Measurement Flashcards
What is validity?
The degree to which it measures what it is supposed to measure. Within validity, the measurement does not always have to be similar, as it does in reliability. However, just because a measure is reliable, it is not necessarily valid
Criterion Validity- to measure this, researchers must calibrate it against a known standard or against itself.
Consequential Validity-positive or negative social consequences of a test. The test must not have negative social consequences that seem abnormal.
Internal consistency-how consistently the items on a test measure a single construct or concept; only requires a group of people to take a test at once, no time allowance is needed.
Define content validity.
Content Validity
Also known as logical validity, is a verification that the method of measurement actually measures what it is expected to measure. Content validity is a type of validity that focuses on how well each question taps into the specific construct in question. Content validity requires the use of recognized subject matter experts to evaluate whether test items assess defined content and more rigorous statistical tests that does the assessment of face validity. We use CVI and CVR to do this.

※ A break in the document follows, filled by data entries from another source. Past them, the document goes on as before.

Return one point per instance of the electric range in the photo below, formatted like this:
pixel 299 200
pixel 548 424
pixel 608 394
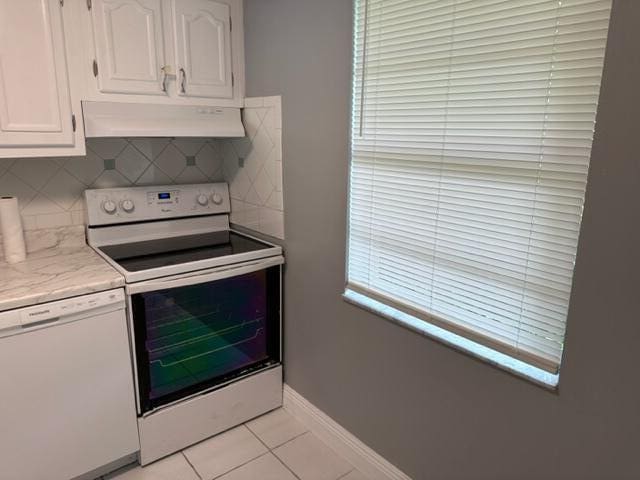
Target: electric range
pixel 204 309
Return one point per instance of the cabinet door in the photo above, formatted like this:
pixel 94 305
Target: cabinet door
pixel 35 105
pixel 129 42
pixel 203 48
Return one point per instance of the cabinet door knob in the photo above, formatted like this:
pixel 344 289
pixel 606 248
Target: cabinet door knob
pixel 164 78
pixel 183 80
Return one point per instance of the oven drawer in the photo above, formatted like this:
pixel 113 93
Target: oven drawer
pixel 173 428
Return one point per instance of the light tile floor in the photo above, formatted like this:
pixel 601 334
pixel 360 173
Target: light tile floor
pixel 274 446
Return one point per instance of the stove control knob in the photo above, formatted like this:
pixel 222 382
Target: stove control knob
pixel 109 206
pixel 202 200
pixel 216 198
pixel 127 205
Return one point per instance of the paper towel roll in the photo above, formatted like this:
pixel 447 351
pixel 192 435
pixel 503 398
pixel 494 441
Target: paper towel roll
pixel 11 229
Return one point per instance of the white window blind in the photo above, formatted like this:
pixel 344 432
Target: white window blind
pixel 471 136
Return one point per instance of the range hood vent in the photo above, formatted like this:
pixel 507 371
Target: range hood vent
pixel 109 119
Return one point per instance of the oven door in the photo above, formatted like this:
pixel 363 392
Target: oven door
pixel 198 331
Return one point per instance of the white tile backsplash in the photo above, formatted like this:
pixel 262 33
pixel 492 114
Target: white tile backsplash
pixel 49 190
pixel 253 168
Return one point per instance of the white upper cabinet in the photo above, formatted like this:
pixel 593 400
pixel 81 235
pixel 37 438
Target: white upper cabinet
pixel 129 45
pixel 182 52
pixel 36 116
pixel 203 48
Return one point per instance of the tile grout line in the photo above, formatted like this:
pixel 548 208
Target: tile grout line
pixel 290 440
pixel 240 466
pixel 273 453
pixel 348 473
pixel 191 465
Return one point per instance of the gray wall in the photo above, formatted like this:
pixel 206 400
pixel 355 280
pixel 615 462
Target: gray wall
pixel 432 411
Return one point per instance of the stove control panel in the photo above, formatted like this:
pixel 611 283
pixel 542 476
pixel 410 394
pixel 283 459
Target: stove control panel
pixel 108 206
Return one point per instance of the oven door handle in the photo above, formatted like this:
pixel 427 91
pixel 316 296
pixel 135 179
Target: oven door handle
pixel 205 276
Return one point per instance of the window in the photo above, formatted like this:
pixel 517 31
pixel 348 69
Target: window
pixel 472 125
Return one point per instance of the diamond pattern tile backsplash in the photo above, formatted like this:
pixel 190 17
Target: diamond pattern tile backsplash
pixel 49 190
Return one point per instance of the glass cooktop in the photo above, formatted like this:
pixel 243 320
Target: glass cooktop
pixel 149 254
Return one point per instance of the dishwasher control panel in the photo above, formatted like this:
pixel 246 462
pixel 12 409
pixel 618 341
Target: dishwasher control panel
pixel 54 312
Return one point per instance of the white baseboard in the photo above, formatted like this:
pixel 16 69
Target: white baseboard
pixel 372 465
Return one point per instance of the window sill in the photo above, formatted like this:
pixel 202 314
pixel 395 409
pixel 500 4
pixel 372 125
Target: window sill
pixel 505 362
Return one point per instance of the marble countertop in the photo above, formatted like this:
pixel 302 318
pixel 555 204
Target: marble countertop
pixel 55 273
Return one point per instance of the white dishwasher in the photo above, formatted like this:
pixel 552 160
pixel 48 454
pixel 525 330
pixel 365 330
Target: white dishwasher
pixel 67 404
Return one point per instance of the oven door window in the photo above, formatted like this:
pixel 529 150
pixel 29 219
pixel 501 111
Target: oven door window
pixel 192 338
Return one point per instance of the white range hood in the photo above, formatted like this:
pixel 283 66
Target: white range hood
pixel 110 119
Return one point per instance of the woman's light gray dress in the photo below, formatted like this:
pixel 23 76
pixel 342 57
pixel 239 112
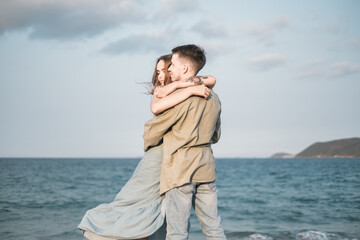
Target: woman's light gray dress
pixel 136 211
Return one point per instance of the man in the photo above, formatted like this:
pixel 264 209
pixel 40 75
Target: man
pixel 188 169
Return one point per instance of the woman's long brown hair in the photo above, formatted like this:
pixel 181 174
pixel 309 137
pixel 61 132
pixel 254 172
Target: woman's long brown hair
pixel 155 82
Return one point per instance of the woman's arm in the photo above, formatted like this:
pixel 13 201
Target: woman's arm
pixel 208 81
pixel 159 105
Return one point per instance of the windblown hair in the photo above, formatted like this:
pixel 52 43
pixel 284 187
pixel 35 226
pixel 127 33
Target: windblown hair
pixel 193 53
pixel 155 82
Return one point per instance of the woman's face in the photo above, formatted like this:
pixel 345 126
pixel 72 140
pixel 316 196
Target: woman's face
pixel 160 71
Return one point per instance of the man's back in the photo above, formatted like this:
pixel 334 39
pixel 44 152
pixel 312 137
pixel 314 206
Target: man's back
pixel 194 125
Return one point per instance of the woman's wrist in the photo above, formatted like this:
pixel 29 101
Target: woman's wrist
pixel 195 80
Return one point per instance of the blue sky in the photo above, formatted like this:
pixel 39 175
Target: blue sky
pixel 288 72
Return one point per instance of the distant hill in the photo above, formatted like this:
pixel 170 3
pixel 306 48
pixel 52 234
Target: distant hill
pixel 338 148
pixel 282 155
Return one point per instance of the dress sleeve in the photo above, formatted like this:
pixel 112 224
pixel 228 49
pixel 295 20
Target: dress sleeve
pixel 159 125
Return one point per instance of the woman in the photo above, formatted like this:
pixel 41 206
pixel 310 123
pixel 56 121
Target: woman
pixel 137 210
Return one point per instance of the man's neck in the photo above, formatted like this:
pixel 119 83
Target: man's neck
pixel 186 77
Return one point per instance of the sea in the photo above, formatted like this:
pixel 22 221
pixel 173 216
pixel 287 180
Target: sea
pixel 259 199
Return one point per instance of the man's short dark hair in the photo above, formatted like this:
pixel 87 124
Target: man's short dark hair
pixel 193 53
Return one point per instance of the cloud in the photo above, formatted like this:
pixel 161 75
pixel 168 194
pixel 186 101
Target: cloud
pixel 265 31
pixel 170 8
pixel 320 69
pixel 343 69
pixel 145 42
pixel 59 19
pixel 210 29
pixel 267 61
pixel 313 68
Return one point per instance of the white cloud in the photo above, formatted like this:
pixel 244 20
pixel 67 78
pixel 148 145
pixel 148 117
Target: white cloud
pixel 59 19
pixel 267 61
pixel 210 29
pixel 160 42
pixel 266 30
pixel 321 69
pixel 172 7
pixel 343 69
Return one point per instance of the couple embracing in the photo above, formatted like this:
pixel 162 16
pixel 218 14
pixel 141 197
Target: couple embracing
pixel 178 168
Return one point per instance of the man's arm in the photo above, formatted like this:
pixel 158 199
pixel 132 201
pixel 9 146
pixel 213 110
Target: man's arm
pixel 216 136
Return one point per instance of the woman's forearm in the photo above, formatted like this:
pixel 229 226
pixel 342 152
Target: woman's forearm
pixel 159 105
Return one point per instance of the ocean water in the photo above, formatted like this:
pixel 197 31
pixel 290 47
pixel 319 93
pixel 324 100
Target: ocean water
pixel 259 199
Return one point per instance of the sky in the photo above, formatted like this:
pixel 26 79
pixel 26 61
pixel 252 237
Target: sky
pixel 72 72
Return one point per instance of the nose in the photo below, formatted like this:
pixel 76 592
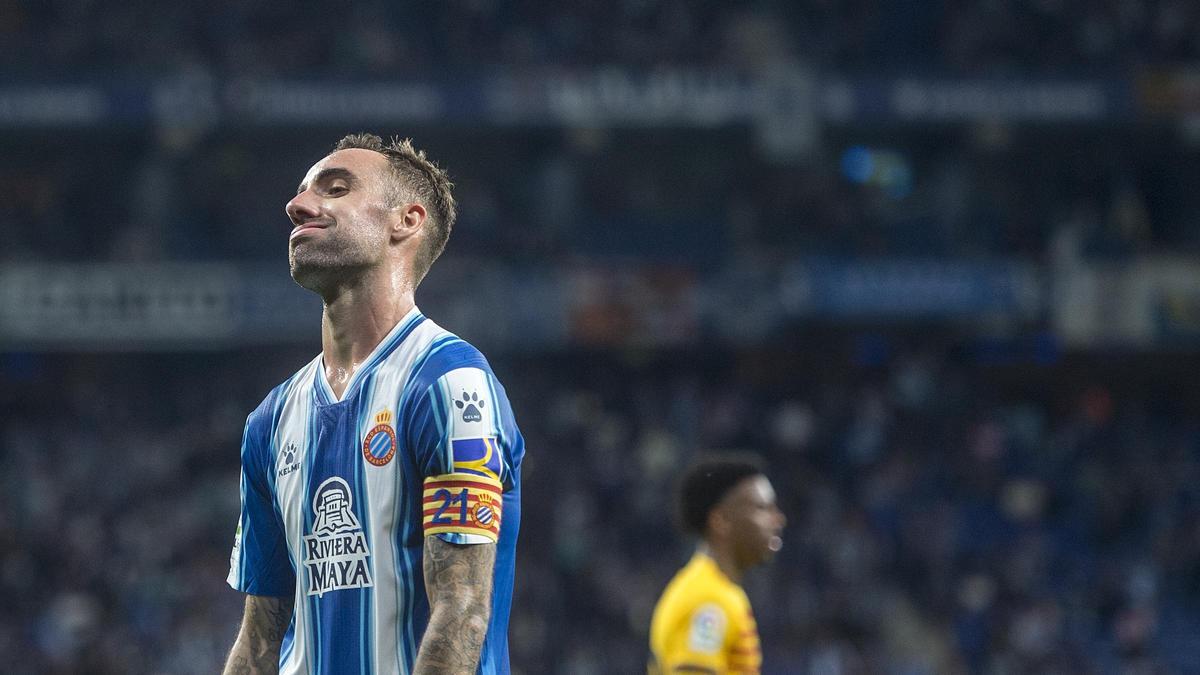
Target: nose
pixel 301 208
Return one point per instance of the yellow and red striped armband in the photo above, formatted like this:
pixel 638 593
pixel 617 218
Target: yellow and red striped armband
pixel 467 503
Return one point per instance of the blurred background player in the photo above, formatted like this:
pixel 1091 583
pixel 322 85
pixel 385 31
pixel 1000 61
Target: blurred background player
pixel 937 262
pixel 703 621
pixel 393 451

Define Construct Validity.
Construct validity refers to the extent to which a higher-order construct, such as help seeking, teacher stress, or dyslexia, is accurately represented in the particular study. Construct validity is fostered by having a good definition and explanation of the meaning of the construct of interest. Construct validity evidence involves the empirical and theoretical support for the interpretation of the construct.
Define criterion validity.
To measure the criterion validity of a test, researchers must calibrate it against a known standard or against itself. Comparing the test with an established measure is known as concurrent validity; testing it over a period of time is known as predictive validity. In psychometrics, criterion or concrete validity is the extent to which a measure is related to an outcome. Criterion validity is often divided into concurrent and predictive validity.
Define concurrent validity.
Concurrent validity refers to a comparison between the measure in question and an outcome assessed at the same time. Predictive validiy measures the degree to which the test scores measuring one test criterion is consistent with other criterion being measured. Concurrent validity is established when the scores from a new measurement procedure are directly related to the scores from a well-established measurement procedure for the same construct; that is, there is consistent relationship between the scores from the two measurement procedures. Criterion validity is a good test of whether such newly applied measurement procedures reflect the criterion upon which they are based. When they do not, this suggests that new measurement procedures need to be created that are more appropriate for the new context, location, and/or culture of interest.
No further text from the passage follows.